Solr does handle concurrency fine. But there is NOT "transaction isolation" 
like you'll get from an rdbms. All 'pending' changes are (conceptually, anyway) 
held in a single queue, and any commit will commit ALL of them. There isn't 
going to be any data corruption issues or anything from concurrent adds (unless 
there's a bug in Solr, there isn't supposed to be) -- but there is no kind of 
transactions or isolation between different concurrent adders. So, sure, 
everyone can add concurrently -- but any time any of those actors issues a 
commit, all pending adds are committed. 

In addition, there are problems with Solr's basic architecture and _too 
frequent_ commits (whether made by different processes or not, doesn''t 
matter). When a new commit happens, Solr fires up a new index searcher and 
warms it up on the new version of the index. Until the new index searcher is 
fully warmed, the old index searcher is still serving queries.  Which can also 
mean that there are, for this period, TWO versions of all your caches in RAM 
and such. So let's say it takes 5 minutes for the new index to be fully warmed. 
 But if you have commits happening every 1 minute -- then you'll end up with 
FIVE 'new indexes' being warmed -- meaning potentially 5 times the RAM usage 
(quickly running into a JVM out of memory error), lots of CPU activity going on 
warming indexes that will never actually been used (because even though they 
aren't even done being warmed and ready to use, they've already been superseded 
by a later commit).   

I don't know of any good way to deal with this except less frequent commits. 
One way to get less frequent commits is to use Solr replication, and 'stage' 
all your commits in a 'master' index, but only replicate to 'slave' at a 
frequency slow enough so the new index is fully warmed before the next commit 
happens. 

Some new features in trunk (both lucene and solr) for 'near real time'  search 
ameliorate this problem somewhat, depending on the nature of your commits. 

Jonathan
________________________________________
From: Savvas-Andreas Moysidis [savvas.andreas.moysi...@googlemail.com]
Sent: Wednesday, February 09, 2011 10:34 AM
To: solr-user@lucene.apache.org
Subject: Concurrent updates/commits

Hello,

This topic has probably been covered before here, but we're still not very
clear about how multiple commits work in Solr.
We currently have a requirement to make our domain objects searchable
immediately after the get updated in the database by some user action.
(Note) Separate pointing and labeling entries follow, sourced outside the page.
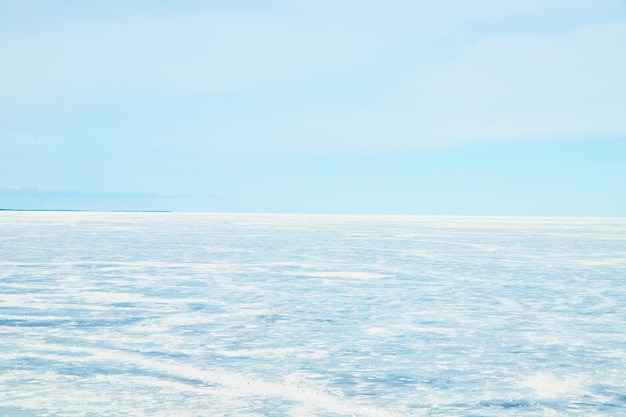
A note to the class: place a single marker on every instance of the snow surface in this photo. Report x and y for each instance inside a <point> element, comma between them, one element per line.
<point>164,314</point>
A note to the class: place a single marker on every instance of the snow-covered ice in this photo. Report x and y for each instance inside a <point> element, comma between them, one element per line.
<point>171,314</point>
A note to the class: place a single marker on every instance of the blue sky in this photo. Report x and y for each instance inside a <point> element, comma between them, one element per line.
<point>407,107</point>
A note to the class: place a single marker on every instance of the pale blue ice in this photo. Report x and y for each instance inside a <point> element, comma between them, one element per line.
<point>164,314</point>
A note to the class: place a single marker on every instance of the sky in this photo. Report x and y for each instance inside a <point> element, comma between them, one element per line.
<point>299,106</point>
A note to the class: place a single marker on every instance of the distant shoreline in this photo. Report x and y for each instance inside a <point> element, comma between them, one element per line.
<point>91,211</point>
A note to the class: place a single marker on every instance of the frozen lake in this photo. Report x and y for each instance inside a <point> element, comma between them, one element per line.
<point>164,314</point>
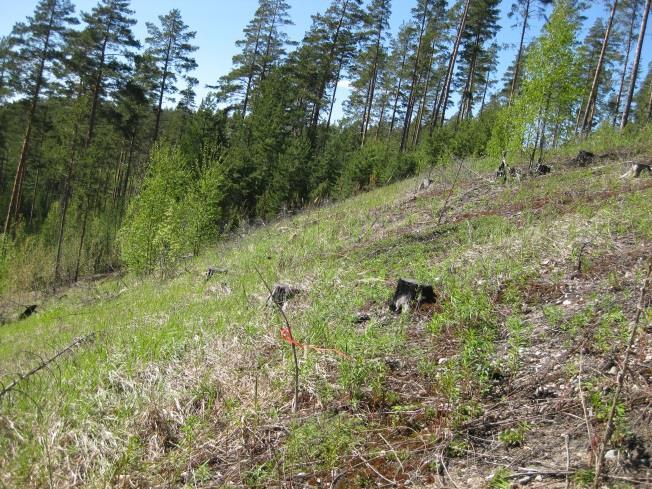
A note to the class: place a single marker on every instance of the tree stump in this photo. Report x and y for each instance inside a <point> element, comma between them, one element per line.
<point>210,271</point>
<point>283,293</point>
<point>637,169</point>
<point>583,158</point>
<point>409,292</point>
<point>542,169</point>
<point>425,183</point>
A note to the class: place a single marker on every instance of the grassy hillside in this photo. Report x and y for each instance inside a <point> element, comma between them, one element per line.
<point>186,382</point>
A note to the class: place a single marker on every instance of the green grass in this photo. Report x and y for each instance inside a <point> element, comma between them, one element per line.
<point>181,368</point>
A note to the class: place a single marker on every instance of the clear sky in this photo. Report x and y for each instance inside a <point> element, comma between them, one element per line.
<point>219,24</point>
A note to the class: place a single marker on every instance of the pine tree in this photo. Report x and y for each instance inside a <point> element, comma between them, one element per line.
<point>630,10</point>
<point>7,68</point>
<point>39,43</point>
<point>325,52</point>
<point>550,89</point>
<point>637,59</point>
<point>589,111</point>
<point>169,45</point>
<point>369,64</point>
<point>442,101</point>
<point>523,10</point>
<point>262,48</point>
<point>481,27</point>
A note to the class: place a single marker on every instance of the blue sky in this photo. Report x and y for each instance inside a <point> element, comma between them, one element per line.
<point>219,24</point>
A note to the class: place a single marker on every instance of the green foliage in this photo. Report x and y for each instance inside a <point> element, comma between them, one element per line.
<point>323,441</point>
<point>500,479</point>
<point>171,216</point>
<point>514,437</point>
<point>550,87</point>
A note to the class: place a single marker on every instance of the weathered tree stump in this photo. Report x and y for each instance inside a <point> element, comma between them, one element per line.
<point>583,158</point>
<point>210,271</point>
<point>283,293</point>
<point>425,183</point>
<point>637,169</point>
<point>542,169</point>
<point>408,293</point>
<point>29,310</point>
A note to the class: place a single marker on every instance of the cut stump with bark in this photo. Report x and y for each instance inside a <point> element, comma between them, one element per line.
<point>425,184</point>
<point>283,293</point>
<point>210,271</point>
<point>583,158</point>
<point>637,169</point>
<point>410,293</point>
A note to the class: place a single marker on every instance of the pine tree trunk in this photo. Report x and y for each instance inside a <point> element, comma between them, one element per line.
<point>14,201</point>
<point>484,94</point>
<point>81,241</point>
<point>31,209</point>
<point>372,84</point>
<point>512,89</point>
<point>637,59</point>
<point>325,74</point>
<point>62,225</point>
<point>67,192</point>
<point>424,97</point>
<point>649,104</point>
<point>415,79</point>
<point>626,62</point>
<point>398,93</point>
<point>337,80</point>
<point>467,97</point>
<point>97,88</point>
<point>268,46</point>
<point>587,122</point>
<point>443,102</point>
<point>250,77</point>
<point>125,181</point>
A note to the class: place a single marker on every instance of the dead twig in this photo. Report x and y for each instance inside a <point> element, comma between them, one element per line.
<point>578,268</point>
<point>295,402</point>
<point>620,380</point>
<point>589,434</point>
<point>567,442</point>
<point>450,193</point>
<point>44,364</point>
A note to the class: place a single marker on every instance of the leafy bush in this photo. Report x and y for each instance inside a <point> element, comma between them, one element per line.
<point>171,216</point>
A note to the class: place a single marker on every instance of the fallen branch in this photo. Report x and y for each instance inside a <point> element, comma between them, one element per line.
<point>44,364</point>
<point>599,463</point>
<point>450,193</point>
<point>288,329</point>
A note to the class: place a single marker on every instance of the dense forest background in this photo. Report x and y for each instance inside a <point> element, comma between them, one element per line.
<point>107,159</point>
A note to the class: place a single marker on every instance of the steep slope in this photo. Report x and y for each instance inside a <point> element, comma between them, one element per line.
<point>506,380</point>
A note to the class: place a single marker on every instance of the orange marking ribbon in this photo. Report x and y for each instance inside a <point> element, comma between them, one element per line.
<point>286,334</point>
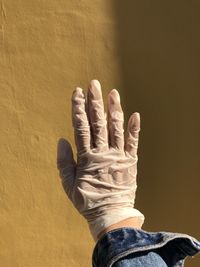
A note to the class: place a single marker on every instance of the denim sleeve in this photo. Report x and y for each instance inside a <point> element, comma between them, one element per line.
<point>126,247</point>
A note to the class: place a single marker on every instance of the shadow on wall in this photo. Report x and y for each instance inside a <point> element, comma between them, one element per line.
<point>159,51</point>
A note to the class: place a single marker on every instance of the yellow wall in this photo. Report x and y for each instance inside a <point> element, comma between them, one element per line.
<point>49,47</point>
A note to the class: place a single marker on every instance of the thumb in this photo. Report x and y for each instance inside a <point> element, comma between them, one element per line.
<point>66,165</point>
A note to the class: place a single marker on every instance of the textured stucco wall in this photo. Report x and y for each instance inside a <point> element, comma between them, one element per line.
<point>47,48</point>
<point>149,50</point>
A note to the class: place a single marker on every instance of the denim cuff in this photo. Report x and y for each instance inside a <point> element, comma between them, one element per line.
<point>118,243</point>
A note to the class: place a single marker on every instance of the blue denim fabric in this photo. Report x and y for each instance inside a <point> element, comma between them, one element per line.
<point>126,247</point>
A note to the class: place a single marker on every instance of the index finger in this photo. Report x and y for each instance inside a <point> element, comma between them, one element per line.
<point>80,121</point>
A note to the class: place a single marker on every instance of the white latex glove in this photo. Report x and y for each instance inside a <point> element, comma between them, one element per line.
<point>102,184</point>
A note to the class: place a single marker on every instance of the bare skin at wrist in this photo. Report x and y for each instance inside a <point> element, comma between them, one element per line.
<point>129,222</point>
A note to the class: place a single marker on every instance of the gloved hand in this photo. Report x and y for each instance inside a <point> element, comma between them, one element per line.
<point>102,184</point>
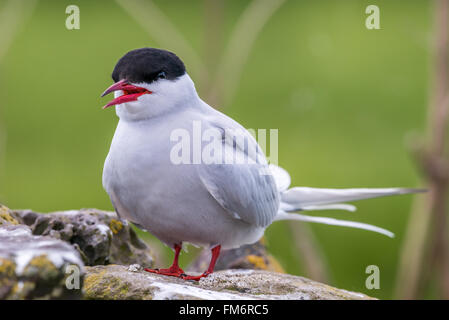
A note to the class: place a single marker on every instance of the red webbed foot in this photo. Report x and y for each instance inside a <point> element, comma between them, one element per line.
<point>173,271</point>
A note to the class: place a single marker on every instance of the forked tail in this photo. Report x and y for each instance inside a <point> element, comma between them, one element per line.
<point>307,199</point>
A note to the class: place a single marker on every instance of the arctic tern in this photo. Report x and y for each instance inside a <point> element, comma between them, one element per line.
<point>218,204</point>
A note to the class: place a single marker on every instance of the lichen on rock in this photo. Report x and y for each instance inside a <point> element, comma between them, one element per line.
<point>99,236</point>
<point>34,267</point>
<point>117,282</point>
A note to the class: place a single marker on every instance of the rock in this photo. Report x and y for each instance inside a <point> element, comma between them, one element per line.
<point>254,256</point>
<point>7,217</point>
<point>99,236</point>
<point>34,267</point>
<point>118,283</point>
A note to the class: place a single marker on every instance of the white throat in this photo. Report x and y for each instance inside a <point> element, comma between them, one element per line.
<point>166,96</point>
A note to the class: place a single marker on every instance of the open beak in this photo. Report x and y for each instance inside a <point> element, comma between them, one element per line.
<point>130,93</point>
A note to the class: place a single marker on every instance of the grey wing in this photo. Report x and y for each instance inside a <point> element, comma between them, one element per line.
<point>247,191</point>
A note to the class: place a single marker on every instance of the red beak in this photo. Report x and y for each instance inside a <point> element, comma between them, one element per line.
<point>130,93</point>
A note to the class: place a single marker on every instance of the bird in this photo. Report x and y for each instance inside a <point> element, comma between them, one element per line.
<point>157,179</point>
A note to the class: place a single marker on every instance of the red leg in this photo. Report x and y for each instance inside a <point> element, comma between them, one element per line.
<point>213,260</point>
<point>174,270</point>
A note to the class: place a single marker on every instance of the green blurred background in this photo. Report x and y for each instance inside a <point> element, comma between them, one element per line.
<point>343,97</point>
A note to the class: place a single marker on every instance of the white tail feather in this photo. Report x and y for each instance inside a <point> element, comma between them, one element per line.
<point>334,222</point>
<point>299,198</point>
<point>307,199</point>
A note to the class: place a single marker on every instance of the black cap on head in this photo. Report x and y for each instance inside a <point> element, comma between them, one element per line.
<point>147,64</point>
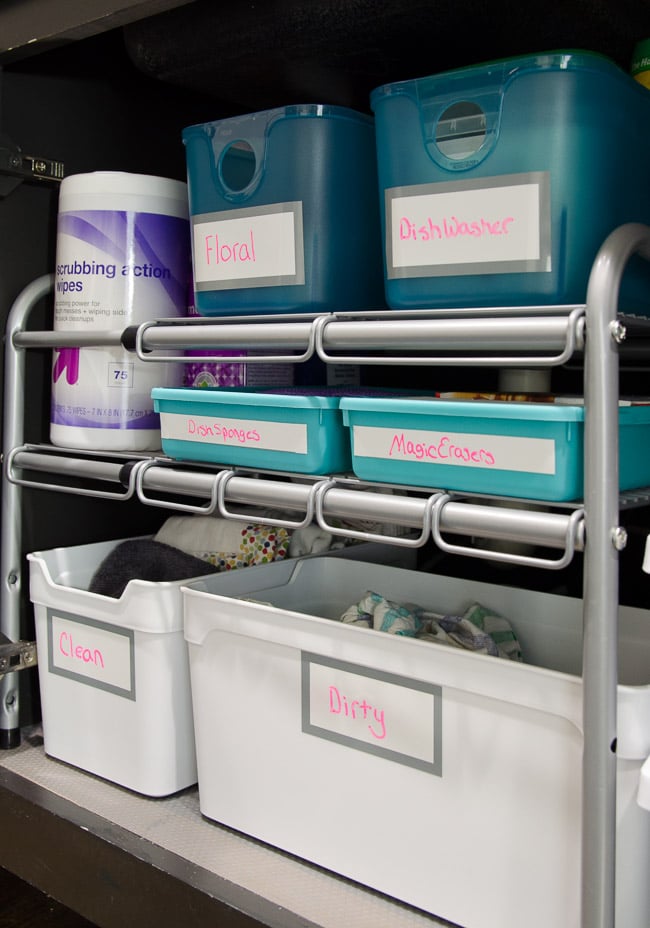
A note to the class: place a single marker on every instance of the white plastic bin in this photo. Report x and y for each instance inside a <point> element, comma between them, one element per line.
<point>113,673</point>
<point>462,796</point>
<point>122,708</point>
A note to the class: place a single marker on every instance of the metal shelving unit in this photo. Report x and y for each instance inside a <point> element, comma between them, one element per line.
<point>505,337</point>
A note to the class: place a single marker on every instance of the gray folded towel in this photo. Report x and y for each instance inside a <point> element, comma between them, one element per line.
<point>144,559</point>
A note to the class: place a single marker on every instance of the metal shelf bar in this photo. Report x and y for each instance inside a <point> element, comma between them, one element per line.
<point>546,529</point>
<point>484,334</point>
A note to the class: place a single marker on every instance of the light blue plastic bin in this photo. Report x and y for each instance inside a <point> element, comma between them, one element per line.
<point>284,212</point>
<point>247,428</point>
<point>525,450</point>
<point>500,182</point>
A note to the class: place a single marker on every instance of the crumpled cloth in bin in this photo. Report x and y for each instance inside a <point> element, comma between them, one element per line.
<point>479,629</point>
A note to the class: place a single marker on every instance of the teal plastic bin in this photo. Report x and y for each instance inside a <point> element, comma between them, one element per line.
<point>525,450</point>
<point>288,431</point>
<point>284,212</point>
<point>500,182</point>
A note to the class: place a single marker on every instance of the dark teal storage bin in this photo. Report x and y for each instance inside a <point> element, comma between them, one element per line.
<point>284,212</point>
<point>500,182</point>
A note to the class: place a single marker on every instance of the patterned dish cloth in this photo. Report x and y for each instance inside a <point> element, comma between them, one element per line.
<point>224,543</point>
<point>479,629</point>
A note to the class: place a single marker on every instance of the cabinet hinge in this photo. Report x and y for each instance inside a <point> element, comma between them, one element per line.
<point>16,167</point>
<point>16,655</point>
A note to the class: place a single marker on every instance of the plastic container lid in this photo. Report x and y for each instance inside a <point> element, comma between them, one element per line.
<point>121,183</point>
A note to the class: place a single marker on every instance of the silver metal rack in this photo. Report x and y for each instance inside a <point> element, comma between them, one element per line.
<point>501,337</point>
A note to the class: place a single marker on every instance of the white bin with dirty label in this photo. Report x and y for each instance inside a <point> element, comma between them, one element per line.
<point>447,779</point>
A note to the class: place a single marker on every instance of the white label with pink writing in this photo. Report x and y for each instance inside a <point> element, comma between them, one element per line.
<point>249,247</point>
<point>456,449</point>
<point>91,652</point>
<point>369,710</point>
<point>239,433</point>
<point>486,226</point>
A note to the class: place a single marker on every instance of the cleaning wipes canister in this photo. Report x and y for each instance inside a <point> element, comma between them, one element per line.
<point>122,258</point>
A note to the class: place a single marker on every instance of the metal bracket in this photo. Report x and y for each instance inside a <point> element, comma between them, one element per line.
<point>16,167</point>
<point>16,655</point>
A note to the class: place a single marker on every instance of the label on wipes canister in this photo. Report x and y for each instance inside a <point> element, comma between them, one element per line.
<point>114,269</point>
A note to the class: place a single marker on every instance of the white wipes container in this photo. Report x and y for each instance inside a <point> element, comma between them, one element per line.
<point>122,258</point>
<point>447,779</point>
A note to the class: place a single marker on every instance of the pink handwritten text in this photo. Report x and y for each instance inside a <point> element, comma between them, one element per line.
<point>222,433</point>
<point>355,709</point>
<point>70,648</point>
<point>452,227</point>
<point>219,252</point>
<point>442,450</point>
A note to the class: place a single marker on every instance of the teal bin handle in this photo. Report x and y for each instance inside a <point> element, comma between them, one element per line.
<point>460,127</point>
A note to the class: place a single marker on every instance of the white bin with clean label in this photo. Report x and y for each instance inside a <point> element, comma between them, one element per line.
<point>447,779</point>
<point>113,673</point>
This
could potentially cause multiple updates/commits to be fired to Solr and we
are trying to investigate how Solr handles those multiple requests.

This thread:
http://search-lucene.com/m/0cab31f10Mh/concurrent+commits&subj=commit+concurrency+full+text+search

suggests that Solr will handle all of the lower level details and that "Before
a *COMMIT* is done , lock is obtained and its released  after the
operation"
which in my understanding means that Solr will serialise all update/commit
requests?

However, the Solr book, in the "Commit, Optimise, Rollback" section reads:
"if more than one Solr client were to submit modifications and commit them
at similar times, it is possible for part of one client's set of changes to
be committed before that client told Solr to commit"
which suggests that requests are *not* serialised.

Our questions are:
- Does Solr handle concurrent requests or do we need to add synchronisation
logic around our code?
- If Solr *does* handle concurrent requests, does it serialise each request
or has some other strategy for processing those?